This leaves us with the small but delightful Minerva. The intellectual heart of a commercial district. A bibliophile's oasis in a desert land of synthetic ready-made clothes, branded monstrosities and kitschy souvenirs for tourists.
Funny thing is, in all my years of visiting this establishment and chatting with its delightful owners, I must acknowledge that, to this date, I only know them as "Rahul" and "Rahul's father". This is possible because the conversation rarely strays from the topic of books. At worst, it may go into the history of shimla. Or very reticently, that of Minerva. Some insistent questioning reveals that the present owners acquired Minerva in 1972. Rahul's father belongs to a family of grain merchants, but says "his heart wasn't in it". He seems happy as a cricket occupying his vantage point behind the counter, viewing the passing scenery. He is able to climb into the skin of the people who walk into his shop by studying their expression, their clothes, or shoes. He chats you up, asks you questions and listens to your answers carefully.

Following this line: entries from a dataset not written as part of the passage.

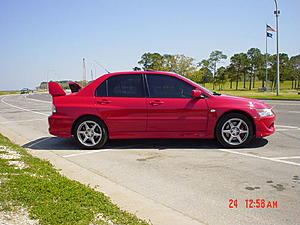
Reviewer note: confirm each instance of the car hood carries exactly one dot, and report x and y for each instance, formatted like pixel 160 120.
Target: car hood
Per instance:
pixel 241 101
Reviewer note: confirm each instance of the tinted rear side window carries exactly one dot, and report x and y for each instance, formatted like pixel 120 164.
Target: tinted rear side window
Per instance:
pixel 162 86
pixel 126 86
pixel 102 90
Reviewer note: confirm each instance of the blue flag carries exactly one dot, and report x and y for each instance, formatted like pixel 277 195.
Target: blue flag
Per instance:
pixel 269 35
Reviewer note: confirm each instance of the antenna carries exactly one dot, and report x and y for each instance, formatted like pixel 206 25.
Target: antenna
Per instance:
pixel 84 73
pixel 101 66
pixel 92 75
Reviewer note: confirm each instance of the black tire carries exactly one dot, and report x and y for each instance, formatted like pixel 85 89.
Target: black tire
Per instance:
pixel 80 133
pixel 230 135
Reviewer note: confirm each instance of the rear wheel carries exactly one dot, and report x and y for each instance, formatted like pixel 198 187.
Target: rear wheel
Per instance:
pixel 90 133
pixel 234 130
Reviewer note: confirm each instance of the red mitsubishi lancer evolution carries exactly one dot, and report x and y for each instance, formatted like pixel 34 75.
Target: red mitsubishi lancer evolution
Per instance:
pixel 151 104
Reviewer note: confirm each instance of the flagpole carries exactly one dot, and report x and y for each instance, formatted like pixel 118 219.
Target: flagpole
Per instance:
pixel 277 12
pixel 266 60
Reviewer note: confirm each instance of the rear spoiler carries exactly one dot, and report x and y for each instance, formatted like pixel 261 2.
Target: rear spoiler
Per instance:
pixel 55 89
pixel 75 87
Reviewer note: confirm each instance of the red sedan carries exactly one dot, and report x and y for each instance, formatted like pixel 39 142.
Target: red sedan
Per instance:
pixel 151 104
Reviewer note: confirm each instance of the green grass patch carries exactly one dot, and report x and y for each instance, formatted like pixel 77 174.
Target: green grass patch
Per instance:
pixel 284 94
pixel 9 92
pixel 52 198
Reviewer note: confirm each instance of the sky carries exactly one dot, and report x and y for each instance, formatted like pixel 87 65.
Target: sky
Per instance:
pixel 47 39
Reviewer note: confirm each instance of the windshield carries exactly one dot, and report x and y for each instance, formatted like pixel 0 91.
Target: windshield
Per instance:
pixel 205 89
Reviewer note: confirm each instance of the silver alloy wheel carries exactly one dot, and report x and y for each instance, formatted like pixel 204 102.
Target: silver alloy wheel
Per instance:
pixel 235 131
pixel 89 133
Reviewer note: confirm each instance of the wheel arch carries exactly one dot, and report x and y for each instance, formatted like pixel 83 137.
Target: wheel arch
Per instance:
pixel 88 115
pixel 240 112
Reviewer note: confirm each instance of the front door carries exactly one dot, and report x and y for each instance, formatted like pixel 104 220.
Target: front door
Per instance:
pixel 121 102
pixel 171 107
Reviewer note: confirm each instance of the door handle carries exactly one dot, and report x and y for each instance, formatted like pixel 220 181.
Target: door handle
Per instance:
pixel 103 101
pixel 156 102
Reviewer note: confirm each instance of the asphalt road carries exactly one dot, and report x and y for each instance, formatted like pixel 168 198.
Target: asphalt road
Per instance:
pixel 192 179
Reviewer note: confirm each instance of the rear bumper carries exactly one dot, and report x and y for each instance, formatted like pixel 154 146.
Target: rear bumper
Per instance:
pixel 265 126
pixel 60 126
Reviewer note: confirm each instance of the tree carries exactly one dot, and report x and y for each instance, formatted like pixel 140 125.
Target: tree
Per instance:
pixel 211 63
pixel 295 73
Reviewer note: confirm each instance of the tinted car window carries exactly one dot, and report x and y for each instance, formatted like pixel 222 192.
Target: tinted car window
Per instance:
pixel 125 86
pixel 102 90
pixel 162 86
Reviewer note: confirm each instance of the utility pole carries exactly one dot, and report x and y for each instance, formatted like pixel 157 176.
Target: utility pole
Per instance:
pixel 92 76
pixel 266 60
pixel 277 12
pixel 84 74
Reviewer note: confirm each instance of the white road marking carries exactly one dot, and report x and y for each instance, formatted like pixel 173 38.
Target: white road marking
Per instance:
pixel 283 126
pixel 289 157
pixel 294 111
pixel 89 152
pixel 17 107
pixel 19 121
pixel 277 103
pixel 40 141
pixel 259 157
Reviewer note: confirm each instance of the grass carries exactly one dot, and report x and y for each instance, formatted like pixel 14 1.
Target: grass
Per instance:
pixel 285 91
pixel 52 198
pixel 284 94
pixel 9 92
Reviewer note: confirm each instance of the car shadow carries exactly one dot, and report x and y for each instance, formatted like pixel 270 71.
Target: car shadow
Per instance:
pixel 57 143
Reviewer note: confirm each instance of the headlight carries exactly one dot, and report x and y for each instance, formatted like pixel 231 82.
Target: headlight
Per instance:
pixel 53 109
pixel 264 112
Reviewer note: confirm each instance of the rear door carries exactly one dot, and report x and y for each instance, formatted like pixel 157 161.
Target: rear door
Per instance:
pixel 121 103
pixel 171 107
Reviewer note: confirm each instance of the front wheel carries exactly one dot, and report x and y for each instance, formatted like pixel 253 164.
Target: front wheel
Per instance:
pixel 234 130
pixel 90 133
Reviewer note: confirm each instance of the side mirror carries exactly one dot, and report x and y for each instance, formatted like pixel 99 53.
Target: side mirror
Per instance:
pixel 197 94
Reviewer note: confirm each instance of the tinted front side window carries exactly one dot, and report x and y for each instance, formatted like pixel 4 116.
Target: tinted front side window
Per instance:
pixel 125 86
pixel 162 86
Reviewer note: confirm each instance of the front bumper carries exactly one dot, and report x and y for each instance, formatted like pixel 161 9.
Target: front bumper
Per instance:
pixel 60 126
pixel 265 126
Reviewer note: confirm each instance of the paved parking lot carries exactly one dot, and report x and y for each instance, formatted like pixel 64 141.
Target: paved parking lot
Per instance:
pixel 193 179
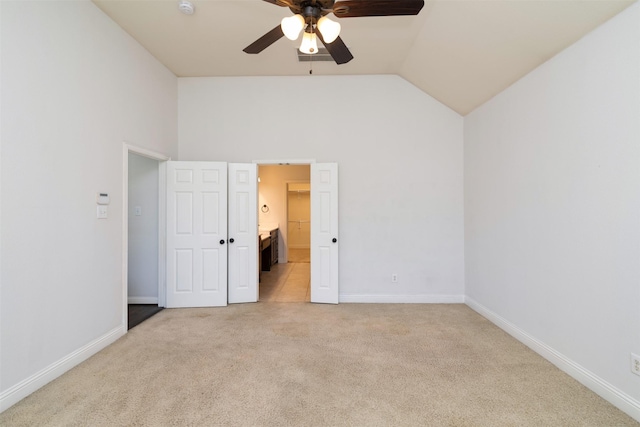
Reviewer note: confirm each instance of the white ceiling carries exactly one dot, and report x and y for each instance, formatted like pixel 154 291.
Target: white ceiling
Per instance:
pixel 461 52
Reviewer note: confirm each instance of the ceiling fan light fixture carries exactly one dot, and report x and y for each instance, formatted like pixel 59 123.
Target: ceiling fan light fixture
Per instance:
pixel 309 43
pixel 292 25
pixel 329 29
pixel 186 7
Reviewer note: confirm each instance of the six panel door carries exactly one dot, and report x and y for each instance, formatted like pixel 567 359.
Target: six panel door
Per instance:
pixel 196 234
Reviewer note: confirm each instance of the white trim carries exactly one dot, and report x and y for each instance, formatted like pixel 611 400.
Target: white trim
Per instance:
pixel 142 300
pixel 403 299
pixel 147 153
pixel 162 234
pixel 161 158
pixel 285 162
pixel 602 388
pixel 24 388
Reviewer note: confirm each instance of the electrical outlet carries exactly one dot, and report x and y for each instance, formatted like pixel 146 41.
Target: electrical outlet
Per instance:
pixel 635 364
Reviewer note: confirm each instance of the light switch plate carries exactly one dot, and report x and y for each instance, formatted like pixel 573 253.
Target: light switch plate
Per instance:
pixel 102 211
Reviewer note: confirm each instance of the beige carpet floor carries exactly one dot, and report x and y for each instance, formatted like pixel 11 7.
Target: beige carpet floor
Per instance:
pixel 286 283
pixel 288 364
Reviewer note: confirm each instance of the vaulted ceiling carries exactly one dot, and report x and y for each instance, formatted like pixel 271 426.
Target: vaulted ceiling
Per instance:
pixel 461 52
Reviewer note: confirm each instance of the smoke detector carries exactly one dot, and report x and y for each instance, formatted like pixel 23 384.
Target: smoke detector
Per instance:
pixel 186 7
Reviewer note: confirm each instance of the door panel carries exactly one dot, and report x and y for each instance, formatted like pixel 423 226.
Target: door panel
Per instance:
pixel 324 233
pixel 196 234
pixel 243 229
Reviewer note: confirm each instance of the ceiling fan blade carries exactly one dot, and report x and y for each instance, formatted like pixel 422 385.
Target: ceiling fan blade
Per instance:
pixel 337 49
pixel 265 41
pixel 356 8
pixel 278 3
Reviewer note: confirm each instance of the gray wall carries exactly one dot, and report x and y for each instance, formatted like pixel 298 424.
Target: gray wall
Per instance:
pixel 552 202
pixel 143 230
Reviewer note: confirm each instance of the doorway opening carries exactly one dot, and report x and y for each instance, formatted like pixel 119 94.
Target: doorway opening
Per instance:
pixel 143 265
pixel 284 223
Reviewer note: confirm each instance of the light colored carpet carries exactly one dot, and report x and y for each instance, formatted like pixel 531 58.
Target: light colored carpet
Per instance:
pixel 284 364
pixel 286 283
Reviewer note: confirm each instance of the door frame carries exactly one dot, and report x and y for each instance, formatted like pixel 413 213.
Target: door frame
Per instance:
pixel 162 187
pixel 286 207
pixel 284 162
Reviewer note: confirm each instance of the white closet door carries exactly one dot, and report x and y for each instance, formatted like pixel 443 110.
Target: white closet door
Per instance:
pixel 196 234
pixel 243 233
pixel 324 233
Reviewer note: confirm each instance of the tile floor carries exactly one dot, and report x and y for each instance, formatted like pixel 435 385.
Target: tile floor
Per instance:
pixel 286 283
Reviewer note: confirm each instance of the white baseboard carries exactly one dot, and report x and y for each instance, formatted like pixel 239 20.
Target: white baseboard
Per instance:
pixel 402 299
pixel 142 300
pixel 24 388
pixel 608 392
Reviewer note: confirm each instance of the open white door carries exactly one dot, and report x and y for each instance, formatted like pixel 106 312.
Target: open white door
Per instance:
pixel 243 232
pixel 324 233
pixel 196 234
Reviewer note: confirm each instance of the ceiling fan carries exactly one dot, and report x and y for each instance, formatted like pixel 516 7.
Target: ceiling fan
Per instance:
pixel 310 16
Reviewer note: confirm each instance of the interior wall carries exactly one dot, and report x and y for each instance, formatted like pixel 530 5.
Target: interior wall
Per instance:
pixel 552 201
pixel 272 191
pixel 299 215
pixel 400 157
pixel 75 87
pixel 142 267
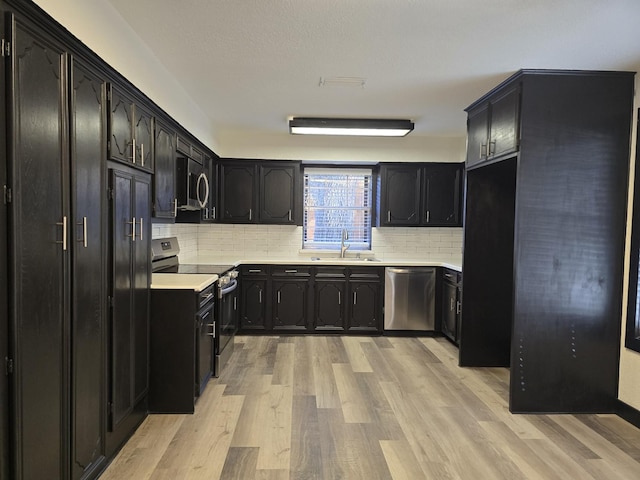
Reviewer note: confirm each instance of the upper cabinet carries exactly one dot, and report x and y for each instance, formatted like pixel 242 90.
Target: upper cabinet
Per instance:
pixel 259 192
pixel 427 194
pixel 493 127
pixel 164 182
pixel 131 130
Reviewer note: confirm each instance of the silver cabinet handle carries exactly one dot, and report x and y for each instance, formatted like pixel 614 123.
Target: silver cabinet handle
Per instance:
pixel 213 329
pixel 63 224
pixel 133 228
pixel 84 232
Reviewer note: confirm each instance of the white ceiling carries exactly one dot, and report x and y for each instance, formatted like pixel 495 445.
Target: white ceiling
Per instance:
pixel 252 64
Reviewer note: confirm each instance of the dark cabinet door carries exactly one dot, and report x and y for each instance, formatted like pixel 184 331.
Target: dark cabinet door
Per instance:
pixel 121 118
pixel 365 305
pixel 254 297
pixel 39 255
pixel 141 284
pixel 330 298
pixel 400 195
pixel 88 303
pixel 164 186
pixel 504 131
pixel 450 311
pixel 442 191
pixel 143 132
pixel 209 212
pixel 237 193
pixel 130 279
pixel 290 304
pixel 277 193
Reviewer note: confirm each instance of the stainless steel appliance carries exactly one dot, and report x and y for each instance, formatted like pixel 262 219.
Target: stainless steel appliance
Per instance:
pixel 409 298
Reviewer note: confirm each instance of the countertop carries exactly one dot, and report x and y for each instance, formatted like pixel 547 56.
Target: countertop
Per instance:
pixel 182 281
pixel 325 260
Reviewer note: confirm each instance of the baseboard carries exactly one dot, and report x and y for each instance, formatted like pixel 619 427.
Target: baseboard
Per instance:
pixel 629 413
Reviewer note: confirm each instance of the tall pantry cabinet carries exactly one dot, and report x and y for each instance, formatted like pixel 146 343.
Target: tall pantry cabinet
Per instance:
pixel 56 148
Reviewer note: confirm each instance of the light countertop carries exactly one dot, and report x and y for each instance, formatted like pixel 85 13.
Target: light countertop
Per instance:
pixel 182 281
pixel 326 260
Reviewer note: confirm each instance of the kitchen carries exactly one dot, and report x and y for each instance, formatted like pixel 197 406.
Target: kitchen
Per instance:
pixel 201 239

In a sense, Rahul and his father are great match-makers, for they are able to - more often than not - find the right book for every reader who walks in through Minerva's door. Rahul's father seems to derive particular pleasure in pairing a book with a reader! You will never find him handing a Harry Potter to a matriarch, or a coffee table tome of architecture of the British Raj to the svelte young lady aglitter in (tasteful) baubles.